Sophomore shortstop Pat Sweeney began the inning with a walk when the score remained, 3-3. After Sweeney scored thanks to sophomore second baseman Nick Favatella, three more came across in the inning to make it 7-3.

“That kind of broke it open,” said head coach Fred Hill. “It was too uncomfortable until that point. We hit the balls well and right at people. We should have scored earlier, but we’ll take what we got.”

Beginning with Favatella’s double, Rutgers batters recorded three consecutive hits for RBI.

That included junior rightfielder Steve Zavala’s RBI single up the middle, giving him two against Lafayette and six in the past two games.

This time, Zavala hit from the No. 3 hole instead of his familiar No. 5 spot in the lineup as he stood in offensively for junior catcher Jeff Melillo.

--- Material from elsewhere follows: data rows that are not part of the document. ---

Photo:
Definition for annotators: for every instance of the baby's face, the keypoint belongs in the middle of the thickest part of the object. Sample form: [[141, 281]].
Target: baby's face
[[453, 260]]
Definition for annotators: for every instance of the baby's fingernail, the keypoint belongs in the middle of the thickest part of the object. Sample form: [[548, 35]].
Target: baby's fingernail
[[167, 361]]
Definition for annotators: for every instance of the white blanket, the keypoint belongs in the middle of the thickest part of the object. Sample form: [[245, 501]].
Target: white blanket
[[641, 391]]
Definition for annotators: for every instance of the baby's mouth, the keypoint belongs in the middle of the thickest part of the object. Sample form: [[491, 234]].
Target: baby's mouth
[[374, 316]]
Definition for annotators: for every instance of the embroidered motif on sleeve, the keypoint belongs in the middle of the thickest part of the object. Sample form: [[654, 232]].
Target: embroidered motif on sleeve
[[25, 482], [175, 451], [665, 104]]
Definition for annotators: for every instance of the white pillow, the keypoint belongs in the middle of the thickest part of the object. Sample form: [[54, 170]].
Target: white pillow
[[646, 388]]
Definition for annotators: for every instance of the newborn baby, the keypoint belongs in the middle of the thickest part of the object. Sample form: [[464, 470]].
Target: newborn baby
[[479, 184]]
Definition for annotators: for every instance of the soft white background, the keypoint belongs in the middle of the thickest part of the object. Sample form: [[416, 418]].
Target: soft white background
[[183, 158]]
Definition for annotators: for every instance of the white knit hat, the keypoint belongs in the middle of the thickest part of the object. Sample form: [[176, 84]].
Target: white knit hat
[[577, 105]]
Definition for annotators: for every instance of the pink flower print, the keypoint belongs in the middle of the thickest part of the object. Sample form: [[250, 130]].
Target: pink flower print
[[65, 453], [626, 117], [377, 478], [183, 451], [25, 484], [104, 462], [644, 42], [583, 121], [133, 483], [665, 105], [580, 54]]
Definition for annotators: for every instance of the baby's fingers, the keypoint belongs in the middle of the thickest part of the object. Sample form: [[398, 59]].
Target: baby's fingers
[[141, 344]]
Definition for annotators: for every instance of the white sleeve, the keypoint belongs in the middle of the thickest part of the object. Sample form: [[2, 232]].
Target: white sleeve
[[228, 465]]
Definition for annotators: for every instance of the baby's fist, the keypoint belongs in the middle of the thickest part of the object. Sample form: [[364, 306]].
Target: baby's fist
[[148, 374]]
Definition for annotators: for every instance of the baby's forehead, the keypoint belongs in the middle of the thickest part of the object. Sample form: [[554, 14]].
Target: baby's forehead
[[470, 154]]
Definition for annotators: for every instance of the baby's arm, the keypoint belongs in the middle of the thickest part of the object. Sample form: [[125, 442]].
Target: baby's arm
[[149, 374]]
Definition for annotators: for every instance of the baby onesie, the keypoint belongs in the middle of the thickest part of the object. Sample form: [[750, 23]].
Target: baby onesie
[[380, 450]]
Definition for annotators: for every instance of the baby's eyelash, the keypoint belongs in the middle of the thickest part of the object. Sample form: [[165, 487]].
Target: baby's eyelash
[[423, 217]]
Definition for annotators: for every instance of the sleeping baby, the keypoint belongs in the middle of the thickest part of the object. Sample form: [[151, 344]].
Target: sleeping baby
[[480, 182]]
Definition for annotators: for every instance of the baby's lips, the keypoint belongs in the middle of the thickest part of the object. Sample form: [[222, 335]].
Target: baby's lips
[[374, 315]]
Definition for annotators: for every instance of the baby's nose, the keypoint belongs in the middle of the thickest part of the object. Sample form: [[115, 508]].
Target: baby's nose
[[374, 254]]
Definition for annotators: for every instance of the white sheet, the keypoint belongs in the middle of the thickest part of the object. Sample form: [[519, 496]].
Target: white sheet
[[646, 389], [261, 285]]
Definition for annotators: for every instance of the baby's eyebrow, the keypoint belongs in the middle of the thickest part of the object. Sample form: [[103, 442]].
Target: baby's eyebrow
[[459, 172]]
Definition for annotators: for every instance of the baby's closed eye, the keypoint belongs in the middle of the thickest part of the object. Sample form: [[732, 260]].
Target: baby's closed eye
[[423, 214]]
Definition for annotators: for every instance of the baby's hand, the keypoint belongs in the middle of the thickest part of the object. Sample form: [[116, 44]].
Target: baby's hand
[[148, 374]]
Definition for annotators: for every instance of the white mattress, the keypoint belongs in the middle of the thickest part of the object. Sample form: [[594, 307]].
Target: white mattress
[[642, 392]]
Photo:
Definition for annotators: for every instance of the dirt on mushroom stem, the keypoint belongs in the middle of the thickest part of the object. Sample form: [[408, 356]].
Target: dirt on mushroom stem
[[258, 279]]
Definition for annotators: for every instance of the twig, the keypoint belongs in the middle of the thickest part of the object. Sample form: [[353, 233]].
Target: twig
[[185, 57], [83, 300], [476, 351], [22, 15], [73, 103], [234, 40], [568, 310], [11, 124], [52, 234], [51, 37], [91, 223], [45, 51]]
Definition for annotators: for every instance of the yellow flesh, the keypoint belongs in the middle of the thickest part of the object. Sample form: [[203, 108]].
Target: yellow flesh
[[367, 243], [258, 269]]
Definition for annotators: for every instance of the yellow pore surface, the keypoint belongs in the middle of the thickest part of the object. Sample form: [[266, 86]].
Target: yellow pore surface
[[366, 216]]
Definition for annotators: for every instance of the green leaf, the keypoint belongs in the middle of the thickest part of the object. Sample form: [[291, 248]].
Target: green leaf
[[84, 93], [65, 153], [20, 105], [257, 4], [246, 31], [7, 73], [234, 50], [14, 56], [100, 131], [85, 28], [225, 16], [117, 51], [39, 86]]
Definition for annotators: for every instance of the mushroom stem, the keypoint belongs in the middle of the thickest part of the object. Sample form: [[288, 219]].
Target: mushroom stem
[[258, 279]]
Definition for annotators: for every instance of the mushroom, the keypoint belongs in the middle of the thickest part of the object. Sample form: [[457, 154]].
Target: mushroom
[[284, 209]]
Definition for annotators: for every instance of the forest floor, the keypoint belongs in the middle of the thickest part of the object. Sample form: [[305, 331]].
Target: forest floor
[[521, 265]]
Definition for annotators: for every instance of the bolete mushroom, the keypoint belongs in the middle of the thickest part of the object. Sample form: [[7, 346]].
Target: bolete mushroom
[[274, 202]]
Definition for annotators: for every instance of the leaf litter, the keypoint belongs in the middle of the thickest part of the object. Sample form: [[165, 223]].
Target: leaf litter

“It’s enjoyable,” Zavala said. “You have [junior third baseman Pat] Kivlehan behind you, our hottest hitter right now, so you have some protection.”

Rutgers’ rally dampened Lafayette’s spirits, but that was after sophomore starter Slater McCue was on the mound.

Appearing in only his seventh career game and third start, McCue forced himself to ignore the Leopards’ cheers.

“From the time you’re little, you’re always kind of taught to block everything else out and focus on the catcher and try to get the hitter,” McCue said.

Lafayette was loudest during its most threatening rally in the final inning of McCue’s six-inning start.

A wild pitch and a sacrifice grounder sent Leopards first baseman Tim Lazor from first to third, and McCue faced pinch hitter Eric Anderson with one out.

Anderson had a full count, and McCue gave him a low-inside pitch far out of the strike zone that passed sophomore catcher Michael Zavala.

Lazor ran home on the wild pitch and thought he tied the score, 3-3, but then the call was overturned.

McCue followed to give up his lead on an RBI single, and the Conestoga High School (Pa.) product did not have to pitch out of as many jams as he was used to.

“We’re very encouraged by the way McCue pitched,” Hill said. “He had gotten a lot of work in three starts and work out of the bullpen. He did a real nice job.”

The righthander, who entered with an 11.05 ERA, had his worst inning in the first, when Lafayette took a 2-0 lead.

But Rutgers bounced back in the second. Junior first baseman Bill Hoermann and then freshman leftfielder Vinny Zarrillo hit one run in apiece on fielders’ choices.

McCue pitched three scoreless innings after that, ending with seven strikeouts and two walks. In those innings, the righty’s success blocked out the noise from Lafayette’s dugout.

“You’re always kind of taught to block everything else out and focus on the catcher,” McCue said.